Flavoxobin, a serine protease from Trimeresurus flavoviridis (habu snake) venom, independently cleaves Arg726-Ser727 of human C3 and acts as a novel, heterologous C3 convertase

Abstract

We have recently shown that crude Trimeresurus flavoviridis (habu snake) venom has a strong capability for activating the human alternative complement system. To identify the active component, the crude venom was fractionated and purified by serial chromatography using Sephadex G-100, CM-cellulose C-52, diethylaminoethyl-Toyopearl 650M, and Butyl-Toyopearl, and the active fractions were evaluated by the C3a-releasing and soluble membrane attack complex-forming activities. Two peak fractions with the highest activities were detected after gel filtration and ion exchange chromatography, and the first fraction was purified to homogeneity. The homogeneous protein was examined for its N-terminal amino acid sequence by Edman degradation. The determined sequence of 25 amino acids completely coincided with that of a previously reported serine protease with coagulant activity, flavoxobin, purified from the same snake venom. To elucidate the molecular mechanism of the complement activation, the reactive products of the mixture of the purified human C3 and flavoxobin were examined by sodium dodecyl sulphate-polyacrylamide gel electrophoresis. The digesting pattern revealed that flavoxobin cleaves the alpha chain of the C3 molecule into two fragments. The N-terminal amino acid sequences for the remnant fragments of C3 disclosed that flavoxobin severs the human C3 at the Arg726-Ser727 site to form C3b and C3a the way C3bBb, the human alternative C3 convertase, does.
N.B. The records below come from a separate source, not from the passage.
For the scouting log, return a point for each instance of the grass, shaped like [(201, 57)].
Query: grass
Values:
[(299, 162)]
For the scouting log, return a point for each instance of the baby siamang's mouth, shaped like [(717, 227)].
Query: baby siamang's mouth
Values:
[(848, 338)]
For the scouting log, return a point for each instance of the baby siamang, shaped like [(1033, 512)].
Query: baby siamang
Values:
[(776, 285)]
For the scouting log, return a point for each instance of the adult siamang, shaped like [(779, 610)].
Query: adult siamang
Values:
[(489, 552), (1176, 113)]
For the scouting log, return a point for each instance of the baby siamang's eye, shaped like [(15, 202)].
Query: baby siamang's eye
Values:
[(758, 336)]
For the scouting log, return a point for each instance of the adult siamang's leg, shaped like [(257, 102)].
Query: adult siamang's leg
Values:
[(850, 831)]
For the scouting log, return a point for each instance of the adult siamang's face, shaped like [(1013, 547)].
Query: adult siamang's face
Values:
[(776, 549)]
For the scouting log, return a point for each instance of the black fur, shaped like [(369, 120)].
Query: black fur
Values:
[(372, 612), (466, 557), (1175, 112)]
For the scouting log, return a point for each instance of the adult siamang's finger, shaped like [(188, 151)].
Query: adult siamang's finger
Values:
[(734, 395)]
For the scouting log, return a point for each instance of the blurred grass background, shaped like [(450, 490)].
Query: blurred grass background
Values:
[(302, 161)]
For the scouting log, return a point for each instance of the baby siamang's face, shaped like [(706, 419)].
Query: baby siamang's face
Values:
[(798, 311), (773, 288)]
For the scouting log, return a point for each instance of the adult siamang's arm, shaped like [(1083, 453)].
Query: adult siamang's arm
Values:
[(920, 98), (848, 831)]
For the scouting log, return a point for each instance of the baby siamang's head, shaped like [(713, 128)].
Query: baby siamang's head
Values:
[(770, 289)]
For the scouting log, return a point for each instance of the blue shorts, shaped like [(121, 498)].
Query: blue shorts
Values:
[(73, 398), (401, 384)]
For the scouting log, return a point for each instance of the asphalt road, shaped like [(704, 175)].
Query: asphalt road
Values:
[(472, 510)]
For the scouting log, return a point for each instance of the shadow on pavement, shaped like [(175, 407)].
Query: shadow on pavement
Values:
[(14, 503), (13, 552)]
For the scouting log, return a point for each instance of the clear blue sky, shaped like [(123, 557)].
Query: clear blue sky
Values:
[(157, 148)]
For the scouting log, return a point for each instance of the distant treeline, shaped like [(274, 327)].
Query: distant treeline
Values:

In conclusion, flavoxobin acts as a novel, heterologous C3 convertase that independently cleaves human C3 and kick-starts the complement cascade.

Figure 1

Purification of complement activation component. (a) CM-cellulose C-52 elution profile of G-2 fraction from gel filtration. G-2 fraction (0·9 g) was applied to a column of CM-cellulose C-52 at a flow rate of 32 ml/ hr, and every 6·4 ml fraction was collected. The fractions incorporated in the shaded regions were combined and subjected to further purification of the enzyme. The peak 1 fraction was designated as G-2-1. (b) The active fraction (G-2-1, approximately 60 mg) purified by CM-cellulose C-52 was applied to a column (2·5×29 cm) of DEAE-Toyopearl 650M. The flow rate was 32 ml/ hr, and the fraction volume was 8·0 ml. (c) Butyl-Toyopearl elution profile of purified protein from the steep peak of DEAE-Toyopearl 650M (shaded region in b). Approximately 10 mg of protein was applied to a column (2·4×26 cm) of Butyl-Toyopearl 650M at a flow rate of 32 ml/ hr. A homogeneous peak of the active enzyme was obtained.

Figure 2

Fractional capability of complement activation. (a) C3a-releasing activity. (b) Soluble membrane attack complex-forming activity. The G-1 fraction displayed C3a-releasing activity but did not induce soluble membrane attack complex formation. Both activities were strong with the G-2-1 and G-2-8 fractions. All samples except for the control were proportioned at 0·5 mg/ml of the final protein concentration.

Figure 4

Cleaved products of C3 by flavoxobin. (a) Native PAGE after 60 min of incubation shows the digestion of the C3 into a relatively mobile fragment (C3b). Lane 1 represents isolated flavoxobin; lane 2 C3; and lane 3, mixture of C3 and flavoxobin. (b) SDS–PAGE with 2-ME-treatment after 15 min of incubation shows the partial dissociation of the larger chain (C3 α) into C3b α′ and C3a (hardly visible). Notice that intact C3 α band is still visible. Lane 1, flavoxobin; lane 2, C3; lane 3, mixture of C3 and flavoxobin; and lane 4, molecular weight markers. (c) After 60 min of incubation, C3 α chains are almost completely cleaved into C3b α′ and C3a fragments on SDS–PAGE with 2-ME-treatment. Lane 1, isolated flavoxobin; lane 2, mixture of C3 and flavoxobin; lane 3, C3; and lane 4, molecular weight markers.

Figure 3

Comparison of complement activation by flavoxobin, trypsin, and thrombin. Flavoxobin showed significantly stronger C3a-releasing and soluble membrane attack complex-forming activity than trypsin and thrombin. From molar concentrations of initial C3 and released C3a, it is estimated that approximately 41% of plasma C3 was cleaved by complement activation triggered by flavoxobin. (a) C3a release shown in molar concentration. (b) Soluble MAC formation.